The network was generated using email data from a large European research institution. For a period from October 2003 to May 2005 (18 months) we have anonymized information about all incoming and outgoing email of the research institution. For each sent or received email message we know the time, the sender and the recipient of the email. Overall we have 3,038,531 emails between 287,755 different email addresses. Note that we have a complete email graph for only 1,258 email addresses that come from the research institution. Furthermore, there are 34,203 email addresses that both sent and received email within the span of our dataset. All other email addresses are either non-existing, mistyped or spam.
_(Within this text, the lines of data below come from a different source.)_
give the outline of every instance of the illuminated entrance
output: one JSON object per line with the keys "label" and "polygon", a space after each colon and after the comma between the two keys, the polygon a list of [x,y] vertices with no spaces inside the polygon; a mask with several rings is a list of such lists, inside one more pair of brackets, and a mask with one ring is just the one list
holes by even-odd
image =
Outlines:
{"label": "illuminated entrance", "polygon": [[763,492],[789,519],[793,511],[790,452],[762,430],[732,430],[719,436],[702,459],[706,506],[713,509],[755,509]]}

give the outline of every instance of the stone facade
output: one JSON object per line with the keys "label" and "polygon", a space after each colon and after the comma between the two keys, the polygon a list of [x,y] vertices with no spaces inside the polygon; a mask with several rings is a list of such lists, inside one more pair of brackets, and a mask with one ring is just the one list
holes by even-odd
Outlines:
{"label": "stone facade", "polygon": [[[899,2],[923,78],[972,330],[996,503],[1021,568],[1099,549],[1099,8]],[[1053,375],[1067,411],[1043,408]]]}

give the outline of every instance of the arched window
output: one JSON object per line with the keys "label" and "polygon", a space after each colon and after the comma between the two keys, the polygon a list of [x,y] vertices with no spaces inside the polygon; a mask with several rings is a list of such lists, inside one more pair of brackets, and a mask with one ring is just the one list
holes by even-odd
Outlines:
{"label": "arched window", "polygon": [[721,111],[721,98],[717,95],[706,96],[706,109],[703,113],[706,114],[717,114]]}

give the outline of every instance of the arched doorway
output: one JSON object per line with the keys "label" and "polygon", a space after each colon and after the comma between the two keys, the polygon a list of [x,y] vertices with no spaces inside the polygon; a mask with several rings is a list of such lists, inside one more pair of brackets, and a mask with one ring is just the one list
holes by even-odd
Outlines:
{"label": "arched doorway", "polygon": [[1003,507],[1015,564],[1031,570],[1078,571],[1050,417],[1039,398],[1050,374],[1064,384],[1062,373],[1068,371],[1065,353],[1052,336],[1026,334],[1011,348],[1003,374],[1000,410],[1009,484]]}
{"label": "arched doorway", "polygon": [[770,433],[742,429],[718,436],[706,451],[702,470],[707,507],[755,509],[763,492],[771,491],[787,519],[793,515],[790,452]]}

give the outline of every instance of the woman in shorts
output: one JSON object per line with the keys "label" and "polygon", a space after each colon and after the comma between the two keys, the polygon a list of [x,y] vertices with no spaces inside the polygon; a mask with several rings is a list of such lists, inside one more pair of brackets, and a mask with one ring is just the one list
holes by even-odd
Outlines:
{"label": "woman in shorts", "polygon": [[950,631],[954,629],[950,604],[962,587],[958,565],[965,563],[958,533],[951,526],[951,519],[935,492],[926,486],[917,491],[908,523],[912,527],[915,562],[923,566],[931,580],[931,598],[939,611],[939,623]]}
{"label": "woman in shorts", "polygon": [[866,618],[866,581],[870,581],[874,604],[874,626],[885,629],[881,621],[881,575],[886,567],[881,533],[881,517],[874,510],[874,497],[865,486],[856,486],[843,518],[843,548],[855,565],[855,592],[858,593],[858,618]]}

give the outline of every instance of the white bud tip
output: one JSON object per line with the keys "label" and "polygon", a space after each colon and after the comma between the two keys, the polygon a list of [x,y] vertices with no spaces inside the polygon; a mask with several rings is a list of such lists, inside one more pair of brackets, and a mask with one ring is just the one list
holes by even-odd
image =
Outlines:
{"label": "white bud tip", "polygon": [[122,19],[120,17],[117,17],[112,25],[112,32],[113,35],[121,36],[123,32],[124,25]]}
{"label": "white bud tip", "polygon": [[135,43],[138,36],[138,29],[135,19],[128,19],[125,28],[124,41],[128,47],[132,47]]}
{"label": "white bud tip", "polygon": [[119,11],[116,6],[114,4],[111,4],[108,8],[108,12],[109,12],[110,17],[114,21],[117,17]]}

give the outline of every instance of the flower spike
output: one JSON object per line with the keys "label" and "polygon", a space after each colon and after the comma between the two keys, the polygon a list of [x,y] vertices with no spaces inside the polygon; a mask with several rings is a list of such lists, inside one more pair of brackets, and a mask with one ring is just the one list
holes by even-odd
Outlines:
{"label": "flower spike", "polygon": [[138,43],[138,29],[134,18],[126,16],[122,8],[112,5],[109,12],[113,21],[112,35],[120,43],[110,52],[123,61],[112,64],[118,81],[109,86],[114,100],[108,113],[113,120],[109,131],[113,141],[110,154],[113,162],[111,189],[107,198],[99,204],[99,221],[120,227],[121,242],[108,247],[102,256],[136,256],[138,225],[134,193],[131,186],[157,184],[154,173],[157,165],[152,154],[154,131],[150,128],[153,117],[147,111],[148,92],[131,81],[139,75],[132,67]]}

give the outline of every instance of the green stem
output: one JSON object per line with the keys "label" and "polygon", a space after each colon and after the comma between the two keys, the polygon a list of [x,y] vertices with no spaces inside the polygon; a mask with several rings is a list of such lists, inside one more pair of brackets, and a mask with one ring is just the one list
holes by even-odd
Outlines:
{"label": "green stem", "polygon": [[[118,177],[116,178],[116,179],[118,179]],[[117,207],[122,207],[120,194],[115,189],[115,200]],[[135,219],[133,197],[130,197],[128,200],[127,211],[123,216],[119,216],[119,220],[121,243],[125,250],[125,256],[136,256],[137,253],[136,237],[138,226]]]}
Given a set of email messages, each node corresponds to an email address. We create a directed edge between nodes i and j, if i sent at least one message to j.
Dataset statistics | |
---|---|
Nodes | 265214 |
Edges | 420045 |
Nodes in largest WCC | 224832 (0.848) |
Edges in largest WCC | 395270 (0.941) |
Nodes in largest SCC | 34203 (0.129) |
Edges in largest SCC | 151930 (0.362) |
Average clustering coefficient | 0.0671 |
Number of triangles | 267313 |
Fraction of closed triangles | 0.001373 |
Diameter (longest shortest path) | 14 |
90-percentile effective diameter | 4.5 |
File | Description |
---|---|
email-EuAll.txt.gz | Email network of a large European Research Institution |